No one's list should be without Danilo (JR) Pinnock, the best player you don't know and Pops Mensah-Bonsu (of course). I've got love for Rashaun Freeman, too. He's pretty solid.

(I'm too lazy for a top 10, plus I'm sick of seeing all the usual Dukies and Orangmen and whatnot)


----------



## Mr. Hobbes (Jul 1, 2005)

*Re: Top 10 Favorite Current College Players*

1. DJ Washington, Memphis
2. Bobby Jones, Washington
3. Brandon Roy, Washington
4. James White, Cinncinati
5. Shelden Williams, Duke
6. Glen Davis, LSU
7. LaMarcus Aldrige, Texas
8. Derek 'The Professa' Raivio, Gonzaga
9. Paul Davis, Michigan State
10. Eric Williams, Wake Forest


----------



## Hawkeye2 (Oct 21, 2005)

*Re: Top 10 Favorite Current College Players*

1. Jeff Horner
2. Greg Brunner (last homer pick, I promise)
3. Adam Morrison
4. Shelton Williams
5. Daniel Gibson
6. Dee Brown
7. Curtis Stintson
8. Rajon Rondo
9. Pops Mensah-Bonsu
10. Taquan Dean


----------



## TM (Jun 30, 2003)

*Re: Top 10 Favorite Current College Players*

A new poster?!?!?!

Welcome, Hawkeye!!!

please, come back and invite your friends!


----------



## HogsFan1188 (Nov 24, 2004)

*Re: Top 10 Favorite Current College Players*

1. Ronnie Brewer
2. Ronnie Brewer
3. Ronnie Brewer
4. Ronnie Brewer
5. Ronnie Brewer
6. Ronnie Brewer
7. Ronnie Brewer
8. Ronnie Brewer
9. Ronnie Brewer
10. Ronnie Brewer
11. Darius Washington :banana: :banana: :banana: :banana:


----------



## kansasalumn (Jun 9, 2002)

*Re: Top 10 Favorite Current College Players*

my new favorite is Brandon Rush.


----------



## KJay (Sep 22, 2002)

*Re: Top 10 Favorite Current College Players*

the jayhawks top 9 and Gmac.


----------



## TM (Jun 30, 2003)

*Re: Top 10 Favorite Current College Players*



kansasalumn said:


> my new favorite is Brandon Rush.


i heard he's the real deal... i was hesitant to believe everything i was hearing at first about him


----------



## ralaw (Feb 24, 2005)

*Re: Top 10 Favorite Current College Players*

1. *JJ Reddick*, Duke 
2. *Calvin Baker*, William and Mary
3. *Alan Ray*, Villanova
4. *Derek Ravio*, Gonzaga
5. *Jeff Granger*, Hampton University
6. *Isiah Hunter*, ODU
7. *Adam Morrison*, Gonzaga 
8. *Rudy Gay*, UConn
9. *PJ Tucker*, Texas
10. *Shawne Williams*, Memphis


----------



## apelman42 (Apr 8, 2005)

*Re: Top 10 Favorite Current College Players*

Wow, not one person stated Marco Killingsworth in their top 10 after we all saw him Wednesday night?

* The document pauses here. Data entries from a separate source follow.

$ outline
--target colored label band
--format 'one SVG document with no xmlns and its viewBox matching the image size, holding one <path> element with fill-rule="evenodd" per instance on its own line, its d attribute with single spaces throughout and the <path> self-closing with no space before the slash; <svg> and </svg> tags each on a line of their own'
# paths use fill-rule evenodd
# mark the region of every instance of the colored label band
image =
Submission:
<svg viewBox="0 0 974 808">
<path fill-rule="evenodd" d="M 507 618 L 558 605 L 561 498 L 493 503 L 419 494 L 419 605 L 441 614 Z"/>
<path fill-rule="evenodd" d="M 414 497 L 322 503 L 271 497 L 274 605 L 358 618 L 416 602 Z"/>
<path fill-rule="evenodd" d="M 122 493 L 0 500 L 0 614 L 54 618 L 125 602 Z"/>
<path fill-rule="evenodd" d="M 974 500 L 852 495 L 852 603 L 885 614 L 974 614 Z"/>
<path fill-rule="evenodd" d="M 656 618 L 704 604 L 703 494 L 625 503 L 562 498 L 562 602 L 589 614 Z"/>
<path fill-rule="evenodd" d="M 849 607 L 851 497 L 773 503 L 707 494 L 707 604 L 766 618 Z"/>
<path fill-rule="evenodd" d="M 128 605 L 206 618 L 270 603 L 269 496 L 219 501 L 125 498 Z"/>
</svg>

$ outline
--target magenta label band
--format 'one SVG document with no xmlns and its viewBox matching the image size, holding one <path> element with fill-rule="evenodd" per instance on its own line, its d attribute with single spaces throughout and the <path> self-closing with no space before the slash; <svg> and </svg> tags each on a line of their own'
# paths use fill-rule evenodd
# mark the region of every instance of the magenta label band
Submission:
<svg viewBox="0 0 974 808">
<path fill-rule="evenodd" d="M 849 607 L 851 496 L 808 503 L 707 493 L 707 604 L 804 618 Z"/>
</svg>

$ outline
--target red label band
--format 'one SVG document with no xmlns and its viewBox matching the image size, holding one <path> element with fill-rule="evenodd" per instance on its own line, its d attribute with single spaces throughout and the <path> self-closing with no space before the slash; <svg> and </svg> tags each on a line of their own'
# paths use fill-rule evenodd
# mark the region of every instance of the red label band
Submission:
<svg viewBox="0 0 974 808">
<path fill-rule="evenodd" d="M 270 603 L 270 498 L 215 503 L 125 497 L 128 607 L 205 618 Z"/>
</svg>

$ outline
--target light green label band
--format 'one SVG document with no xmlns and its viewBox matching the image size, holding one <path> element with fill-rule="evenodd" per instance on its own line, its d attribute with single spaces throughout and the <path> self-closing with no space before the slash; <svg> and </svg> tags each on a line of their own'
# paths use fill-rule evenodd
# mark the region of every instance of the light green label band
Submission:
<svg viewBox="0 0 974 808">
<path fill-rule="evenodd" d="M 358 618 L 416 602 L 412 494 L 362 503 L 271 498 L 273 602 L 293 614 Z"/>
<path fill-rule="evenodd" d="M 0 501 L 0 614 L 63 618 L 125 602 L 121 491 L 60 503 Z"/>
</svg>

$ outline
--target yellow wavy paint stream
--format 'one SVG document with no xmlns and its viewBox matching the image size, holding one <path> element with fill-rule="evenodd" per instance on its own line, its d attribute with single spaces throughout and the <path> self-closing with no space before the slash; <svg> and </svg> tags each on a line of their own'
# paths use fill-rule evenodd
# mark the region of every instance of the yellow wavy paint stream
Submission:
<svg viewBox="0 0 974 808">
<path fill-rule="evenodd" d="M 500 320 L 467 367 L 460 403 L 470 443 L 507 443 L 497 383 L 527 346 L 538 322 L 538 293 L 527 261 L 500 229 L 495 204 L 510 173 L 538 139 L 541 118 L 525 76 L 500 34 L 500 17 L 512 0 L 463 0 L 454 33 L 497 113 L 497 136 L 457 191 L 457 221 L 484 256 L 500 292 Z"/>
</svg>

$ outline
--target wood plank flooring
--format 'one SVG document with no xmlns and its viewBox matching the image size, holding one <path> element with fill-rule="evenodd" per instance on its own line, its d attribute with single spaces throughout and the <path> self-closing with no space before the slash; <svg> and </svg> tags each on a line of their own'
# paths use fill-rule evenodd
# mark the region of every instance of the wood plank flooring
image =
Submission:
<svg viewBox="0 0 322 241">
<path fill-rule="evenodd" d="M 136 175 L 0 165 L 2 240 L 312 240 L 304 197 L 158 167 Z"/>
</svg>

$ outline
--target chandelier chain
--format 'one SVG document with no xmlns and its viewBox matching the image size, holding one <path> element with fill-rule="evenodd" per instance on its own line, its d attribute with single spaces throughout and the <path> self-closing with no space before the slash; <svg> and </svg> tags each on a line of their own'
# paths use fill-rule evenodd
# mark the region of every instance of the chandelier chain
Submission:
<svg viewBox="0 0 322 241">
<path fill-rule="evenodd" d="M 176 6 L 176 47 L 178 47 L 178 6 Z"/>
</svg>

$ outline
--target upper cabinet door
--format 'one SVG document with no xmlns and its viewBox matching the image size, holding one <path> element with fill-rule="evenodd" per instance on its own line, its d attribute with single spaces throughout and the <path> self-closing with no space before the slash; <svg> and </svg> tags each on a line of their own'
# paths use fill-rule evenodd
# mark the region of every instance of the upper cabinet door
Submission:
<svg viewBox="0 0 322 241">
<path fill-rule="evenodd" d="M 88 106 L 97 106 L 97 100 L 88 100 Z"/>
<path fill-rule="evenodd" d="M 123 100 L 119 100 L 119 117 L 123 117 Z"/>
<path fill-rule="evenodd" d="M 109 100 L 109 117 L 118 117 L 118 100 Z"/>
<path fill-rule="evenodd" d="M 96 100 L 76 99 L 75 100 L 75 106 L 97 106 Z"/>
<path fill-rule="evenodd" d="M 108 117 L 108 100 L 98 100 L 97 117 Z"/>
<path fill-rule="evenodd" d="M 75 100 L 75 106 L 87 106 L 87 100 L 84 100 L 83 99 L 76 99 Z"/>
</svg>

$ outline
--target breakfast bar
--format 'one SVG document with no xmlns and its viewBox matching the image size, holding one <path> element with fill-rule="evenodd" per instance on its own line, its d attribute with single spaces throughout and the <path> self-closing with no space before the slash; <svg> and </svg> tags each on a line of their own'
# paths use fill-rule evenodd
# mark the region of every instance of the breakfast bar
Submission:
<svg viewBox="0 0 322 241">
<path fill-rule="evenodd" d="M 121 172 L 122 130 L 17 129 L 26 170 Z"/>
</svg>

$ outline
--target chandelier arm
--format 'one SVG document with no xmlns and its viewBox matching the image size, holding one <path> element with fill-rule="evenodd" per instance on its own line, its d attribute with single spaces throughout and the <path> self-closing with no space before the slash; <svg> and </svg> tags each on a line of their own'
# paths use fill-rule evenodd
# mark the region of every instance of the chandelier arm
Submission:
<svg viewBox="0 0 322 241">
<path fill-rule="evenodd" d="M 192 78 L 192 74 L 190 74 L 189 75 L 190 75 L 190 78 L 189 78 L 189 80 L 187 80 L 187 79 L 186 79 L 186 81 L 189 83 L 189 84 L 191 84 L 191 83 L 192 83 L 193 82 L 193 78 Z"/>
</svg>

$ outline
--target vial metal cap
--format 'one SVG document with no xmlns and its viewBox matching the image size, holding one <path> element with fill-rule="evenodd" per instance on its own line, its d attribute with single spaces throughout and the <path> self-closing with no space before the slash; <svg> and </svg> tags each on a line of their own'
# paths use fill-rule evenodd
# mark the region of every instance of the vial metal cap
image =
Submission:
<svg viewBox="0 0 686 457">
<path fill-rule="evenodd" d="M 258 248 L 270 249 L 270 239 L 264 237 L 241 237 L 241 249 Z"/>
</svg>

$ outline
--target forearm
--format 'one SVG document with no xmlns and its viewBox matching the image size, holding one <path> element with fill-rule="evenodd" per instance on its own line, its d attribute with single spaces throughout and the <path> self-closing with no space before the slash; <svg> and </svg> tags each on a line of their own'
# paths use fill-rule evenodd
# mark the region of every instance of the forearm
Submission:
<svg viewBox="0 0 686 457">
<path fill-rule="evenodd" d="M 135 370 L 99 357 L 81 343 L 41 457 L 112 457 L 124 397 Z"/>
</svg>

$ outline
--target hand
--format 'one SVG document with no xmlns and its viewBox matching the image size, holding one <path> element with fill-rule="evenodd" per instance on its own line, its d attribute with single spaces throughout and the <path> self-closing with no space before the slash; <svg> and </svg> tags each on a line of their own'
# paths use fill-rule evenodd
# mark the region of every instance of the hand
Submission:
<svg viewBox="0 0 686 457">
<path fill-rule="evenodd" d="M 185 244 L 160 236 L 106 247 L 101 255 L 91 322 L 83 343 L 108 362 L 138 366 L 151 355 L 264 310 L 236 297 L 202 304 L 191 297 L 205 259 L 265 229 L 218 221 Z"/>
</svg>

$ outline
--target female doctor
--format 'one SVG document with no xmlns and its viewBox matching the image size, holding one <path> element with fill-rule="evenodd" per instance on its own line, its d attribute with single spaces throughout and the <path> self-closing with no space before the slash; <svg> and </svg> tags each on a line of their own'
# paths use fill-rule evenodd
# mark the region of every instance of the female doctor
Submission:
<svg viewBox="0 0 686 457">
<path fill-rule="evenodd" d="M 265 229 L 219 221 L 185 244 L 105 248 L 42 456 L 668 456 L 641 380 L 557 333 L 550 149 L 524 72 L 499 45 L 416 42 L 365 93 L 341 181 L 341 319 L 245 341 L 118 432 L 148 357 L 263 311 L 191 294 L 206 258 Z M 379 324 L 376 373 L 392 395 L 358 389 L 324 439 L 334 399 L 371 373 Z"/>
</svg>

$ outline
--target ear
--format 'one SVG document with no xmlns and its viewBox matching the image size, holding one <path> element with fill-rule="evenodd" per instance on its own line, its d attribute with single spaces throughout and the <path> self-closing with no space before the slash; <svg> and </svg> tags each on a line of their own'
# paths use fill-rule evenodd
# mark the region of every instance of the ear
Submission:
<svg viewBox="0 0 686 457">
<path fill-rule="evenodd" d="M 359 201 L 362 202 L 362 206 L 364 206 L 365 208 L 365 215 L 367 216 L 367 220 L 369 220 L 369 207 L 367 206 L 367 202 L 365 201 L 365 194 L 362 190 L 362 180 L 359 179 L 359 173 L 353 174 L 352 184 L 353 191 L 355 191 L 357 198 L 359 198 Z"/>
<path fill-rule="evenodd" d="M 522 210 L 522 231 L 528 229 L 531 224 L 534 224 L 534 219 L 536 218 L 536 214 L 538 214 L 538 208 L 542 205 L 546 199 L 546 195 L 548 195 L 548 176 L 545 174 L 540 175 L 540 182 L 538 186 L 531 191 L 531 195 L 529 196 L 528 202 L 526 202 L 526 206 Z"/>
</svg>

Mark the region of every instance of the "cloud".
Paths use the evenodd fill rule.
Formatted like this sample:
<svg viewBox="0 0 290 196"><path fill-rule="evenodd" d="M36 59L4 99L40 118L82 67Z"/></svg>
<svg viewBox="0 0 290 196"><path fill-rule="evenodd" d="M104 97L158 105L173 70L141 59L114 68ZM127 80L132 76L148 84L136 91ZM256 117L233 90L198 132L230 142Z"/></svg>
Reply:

1. Marco Killingsworth, Indiana
2. JJ Redick, Duke
3. Dee Brown, Illinois
4. Carl Krauser, Pittsburgh
5. Adam Morrison, Gonzaga
6. Sheldin Williams, Duke
7. Justin Gray, Wake Forest
8. Alando Tucker, Wisconsin
9. Matt Witt, Eastern Kentucky
10. Allen Ray, Villanova


----------



## kansasalumn (Jun 9, 2002)

*Re: Top 10 Favorite Current College Players*



TM said:


> i heard he's the real deal... i was hesitant to believe everything i was hearing at first about him



he needs to be more aggressive. I think he has the most logic choice to be Kansas's goto guy at the end of the game. But during the games got to be the big men but that is OT.


----------



## crazyfan (Dec 9, 2005)

*Re: Top 10 Favorite Current College Players*

i would like julian wright to play more though.

randomly:
james white
daniel gibson
pops mensah bonsu
paul millsap


----------



## zagsfan20 (Dec 24, 2004)

*Re: Top 10 Favorite Current College Players*

I'll add Paul Millsap to my list as well.....The guy plays like a monster for his size....I'm very impressed by how much he hustles for everything....I think he will be a major rebounder at the next level as well....


----------



## kansasalumn (Jun 9, 2002)

*Re: Top 10 Favorite Current College Players*



crazyfan said:


> i would like julian wright to play more though.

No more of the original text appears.